Clawson

Adapted from: Geary, Edward A. A History of Emery County. Salt Lake City: Utah State Historical Society, 1996; “Clawson Town History.” http://www.emerycounty.com/towns/history/clawson.htm. Accessed April 22, 2020; “Bringing imagination to life the old-fashioned way: Emery County retiree uses machinist talents to create art.” Salt Lake Tribune, Mach 27, 2011. https://archive.sltrib.com/article.php?id=51231933&itype=CMSID. Accessed April 22, 2020.

Clawson was settled later than many of the other Emery County settlements. With the completion of the Ferron North ditch in 1896, newly accessible water on the north flat made settlement there feasible. Settlers constructed the first homesteads, simple log houses, in the Spring of 1897, about two miles east of the site of current Clawson. They soon faced the usual challenges of homesteading settlements, including dealing with grasshoppers and getting enough water—settlers had to walk three miles for water in the winter, as their canal froze. The area was commonly known as ‘poverty flat’, likely due to the harsh conditions. 

The area’s first school was held in Guy King’s Home in 1898, with the school teacher, Florence Barney, coming from the Ferron on horseback to teach the students. The town was surveyed in 1901 under the name of Kingston, but this survey was never filed. 

In 1902, the settlement began to face problems with alkalinity, a byproduct of irrigation in the area. The president of the Emery stake asked the bishop of the Ferron ward, Hyrum Nelson, to help the settlers choose a new site. According to local tradition, one of the clips on Nelson’s new buggy broke when he arrived at the site where Clawson is now located. He repaired the clip, but no sooner had he done so than his other clip broke. Nelson reportedly declared, “This is proof enough for me. This is the place.” He informed the settlers—some of whom were hesitant about the move—that he had observed that the drainage problems would make the area where they currently lived too swampy for them to move their houses in several years. The prediction came true. Not only did the new site provide the settlers with higher ground, it also located them along the road that would become Utah Highway 10.

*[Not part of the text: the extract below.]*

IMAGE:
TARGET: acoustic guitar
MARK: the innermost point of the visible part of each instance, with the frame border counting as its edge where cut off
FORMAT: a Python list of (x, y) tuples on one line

Although it is widely believed that Clawson received its name in 1904 when Rudger Clawson, an apostle of the Church of Jesus Christ of Latter-day Saints, came to the settlement to organize a ward there, evidence shows that this is not the case, as newspapers from the time referred to the settlement as Clawson immediately after its establishment in 1902. It is possible that Rudger Clawson was assigned to go to the settlement in 1904 because the town already bore his name.

Clawson had some initial growth, as a culinary water system was installed in the 1910s and a new school was constructed in 1920. The school was closed during the Depression, and students were bussed to school in nearby Ferron. The Clawson school was remodeled as a church meeting house.

In the 1970s, the construction of power plants near Emery county’s mines injected a major boost to the local economy, and there was a short construction boom. As a result of the boom, Clawson was finally incorporated as a town in 1981. A feature on the edge of town today is an artistic rendering of a UFO landing site, created by Vaughn Reid, a retiree from nearby Orangeville. The population of Clawson today is a little under 200.